Il n’avait jamais vu la fille.

VIRA

Sa mère a dit, c’est ton mari…

FATEH

Son père a dit, Voici ta femme.

VIRA

Elle m’a assise derrière un purdah [rideau]…

FATEH

On m’a fait asseoir devant le rideau.

VIRA

Le prêtre a dit ses prières…

FATEH

Elle a pris place dans mon doli [palanquin]…

VIRA

Et ma mère et ses amies se sont mises à pleurer, tandis que le doli m’emmenait loin de mon foyer… Je ne cessais de regarder derrière moi, jusqu’à ce que mon village ait disparu à ma vue…

FATEH

Père a dit qu’elle n’était ma femme que de nom - que le mariage ne serait consommé que lorsque des poils commenceraient à pousser sur mon visage.

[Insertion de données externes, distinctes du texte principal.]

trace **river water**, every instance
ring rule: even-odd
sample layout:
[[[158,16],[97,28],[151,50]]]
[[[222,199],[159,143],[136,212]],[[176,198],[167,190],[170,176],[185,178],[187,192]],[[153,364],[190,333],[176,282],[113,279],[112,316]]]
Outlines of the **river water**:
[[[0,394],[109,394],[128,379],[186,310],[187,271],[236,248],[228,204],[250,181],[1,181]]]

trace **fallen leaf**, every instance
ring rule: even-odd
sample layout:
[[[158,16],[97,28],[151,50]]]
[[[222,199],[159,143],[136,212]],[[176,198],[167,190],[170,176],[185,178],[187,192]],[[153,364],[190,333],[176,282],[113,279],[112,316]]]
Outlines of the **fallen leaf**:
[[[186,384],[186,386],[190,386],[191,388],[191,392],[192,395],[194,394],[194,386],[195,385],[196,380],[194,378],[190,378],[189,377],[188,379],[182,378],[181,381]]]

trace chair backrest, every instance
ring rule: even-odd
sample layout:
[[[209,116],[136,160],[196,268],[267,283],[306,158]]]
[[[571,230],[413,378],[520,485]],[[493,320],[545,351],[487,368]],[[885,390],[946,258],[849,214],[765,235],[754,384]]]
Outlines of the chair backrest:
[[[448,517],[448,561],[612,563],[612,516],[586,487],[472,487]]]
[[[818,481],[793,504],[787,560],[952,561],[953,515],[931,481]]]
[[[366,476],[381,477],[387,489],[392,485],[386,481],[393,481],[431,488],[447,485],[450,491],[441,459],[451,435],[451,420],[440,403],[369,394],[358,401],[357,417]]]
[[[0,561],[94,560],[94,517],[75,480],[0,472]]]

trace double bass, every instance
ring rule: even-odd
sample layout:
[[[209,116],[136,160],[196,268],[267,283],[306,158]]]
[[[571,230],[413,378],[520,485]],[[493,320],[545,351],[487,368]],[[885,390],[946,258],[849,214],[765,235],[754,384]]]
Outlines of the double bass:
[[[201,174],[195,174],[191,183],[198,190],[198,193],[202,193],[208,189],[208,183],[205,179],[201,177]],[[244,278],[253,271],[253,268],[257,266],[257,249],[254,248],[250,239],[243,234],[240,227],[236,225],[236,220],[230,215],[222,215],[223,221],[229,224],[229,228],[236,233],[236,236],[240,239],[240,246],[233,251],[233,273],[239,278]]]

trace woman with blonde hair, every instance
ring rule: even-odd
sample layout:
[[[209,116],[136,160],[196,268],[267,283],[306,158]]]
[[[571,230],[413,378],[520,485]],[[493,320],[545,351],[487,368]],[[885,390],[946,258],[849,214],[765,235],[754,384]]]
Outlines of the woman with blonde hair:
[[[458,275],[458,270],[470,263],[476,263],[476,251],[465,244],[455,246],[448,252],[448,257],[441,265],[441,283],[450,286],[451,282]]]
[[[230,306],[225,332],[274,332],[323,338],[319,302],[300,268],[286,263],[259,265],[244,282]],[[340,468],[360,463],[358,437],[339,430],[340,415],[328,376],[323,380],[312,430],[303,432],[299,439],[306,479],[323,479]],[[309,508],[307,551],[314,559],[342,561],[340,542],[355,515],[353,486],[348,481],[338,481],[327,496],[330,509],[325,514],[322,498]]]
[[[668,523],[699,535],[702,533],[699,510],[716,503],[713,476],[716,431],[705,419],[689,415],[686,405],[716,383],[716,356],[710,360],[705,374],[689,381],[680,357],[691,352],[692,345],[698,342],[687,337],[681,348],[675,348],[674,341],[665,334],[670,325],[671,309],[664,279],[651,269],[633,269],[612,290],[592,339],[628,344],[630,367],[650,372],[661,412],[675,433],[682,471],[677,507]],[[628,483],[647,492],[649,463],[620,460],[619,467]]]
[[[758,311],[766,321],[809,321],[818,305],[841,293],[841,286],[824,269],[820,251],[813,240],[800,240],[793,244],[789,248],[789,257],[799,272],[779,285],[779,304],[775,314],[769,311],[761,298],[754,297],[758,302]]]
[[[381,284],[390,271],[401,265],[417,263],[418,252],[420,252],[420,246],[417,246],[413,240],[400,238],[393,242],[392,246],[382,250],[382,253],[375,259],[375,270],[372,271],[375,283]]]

Alors j’ai fait…

VIRA

581 pas…

FATEH

Avec ma Vira, vers mon village par-delà la Chenab.

VIRA

Ek thi Rani…

FATEH

Ek tha Rajah.

Retour dans le boutre.

MEHTA

Non, je refuse de manger de la nourriture cuisinée par ses (fait allusion à ALLAUDIN) mains!

FATEH

Arey bhai, il ne débite pas de la viande ici ! Ce n’est que de la noix de coco avec du riz !

MEHTA

Mlech [impur] ! Toute sa vie, il l’a passée avec de la viande sur les mains !

ALLAUDDIN

La-hu Akbar ! J’ai passé une vie entière à Bhuj et jamais un Brahmane, jamais un sahid n’a refusé de la nourriture de mes mains !

LE CAPITAINE

Mehta, à quoi riment toutes ces reet-rivaaz [coutumes] ? Tu es en route pour l’Afrique, là-bas nous devrons tous vivre et manger ensemble !

MEHTA

Et toi tu es un mlech pour l’avoir laissé monter sur ton bateau !

AMAR

Pourquoi nous disputer ?

MEHTA

Tais-toi !

LE CAPITAINE

Vous n’avez qu’à payer mon second - il vous fera la cuisine.

ALLAUDDIN

Pourquoi payer bon argent quand je peux cuisiner gratis ?

MEHTA

C’est vrai.

ALLAUDDIN

Donc tu es d’accord avec moi finalement ?

MEHTA

Non - son second, là - c’est un Cutchi [caste inférieure de Goudjaratis] !

LE CAPITAINE

Hé les gars, vous entendez ?

LE CHŒUR

Quoi ?

LE CAPITAINE

Le vent dans la voile !

Écoutez-le gonfler la voile,

prendre mon bébé dans le creux de sa main

et le propulser vers l’Afrique !

Le boutre prend de la vitesse.

LE CAPITAINE

Et voici l’Afrique !

Les hommes quittent le boutre tandis qu’un coolie leur passe un "guirlande" autour du cou.

LE CHŒUR

Qu’est-ce que c’est ?

COOLIE

Ton numéro.

LE CHŒUR

Mais mon nom, c’est -

COOLIE

Ton numéro. Chull-chull [allez, file] !

FATEH

Mehta-ji, où vas-tu ?

MEHTA

Voir la ville dans mes yeux !

LE CHŒUR

Qu’est-ce que c’est ?

COOLIE

Ton numéro.

LE CHŒUR

Mais mon nom, c’est -

COOLIE

Ton numéro. Chull-chull [allez, vite] !

FATEH

Qu’est-ce que c’est ?

COOLIE

Ton numéro.

FATEH

Mais mon nom, c’est -

COOLIE

Ton numéro. Chull-chull [allez, vite] !

Soudain apparaît PATTERSON.

PATTERSON

À vos pangas [machettes]

Sabrez la jungle

Et ouvrez une voie

Pour nos rails !

Forcez l’allure, nous avons une

Course à gagner, un but à atteindre

hisser le drapeau au lac Victoria avant

les Allemands, nos rivaux de toujours !

Vous les coolies formerez l’équipe de tête de ligne – travaillez bien, et vous serez les premiers à voir le lac Victoria !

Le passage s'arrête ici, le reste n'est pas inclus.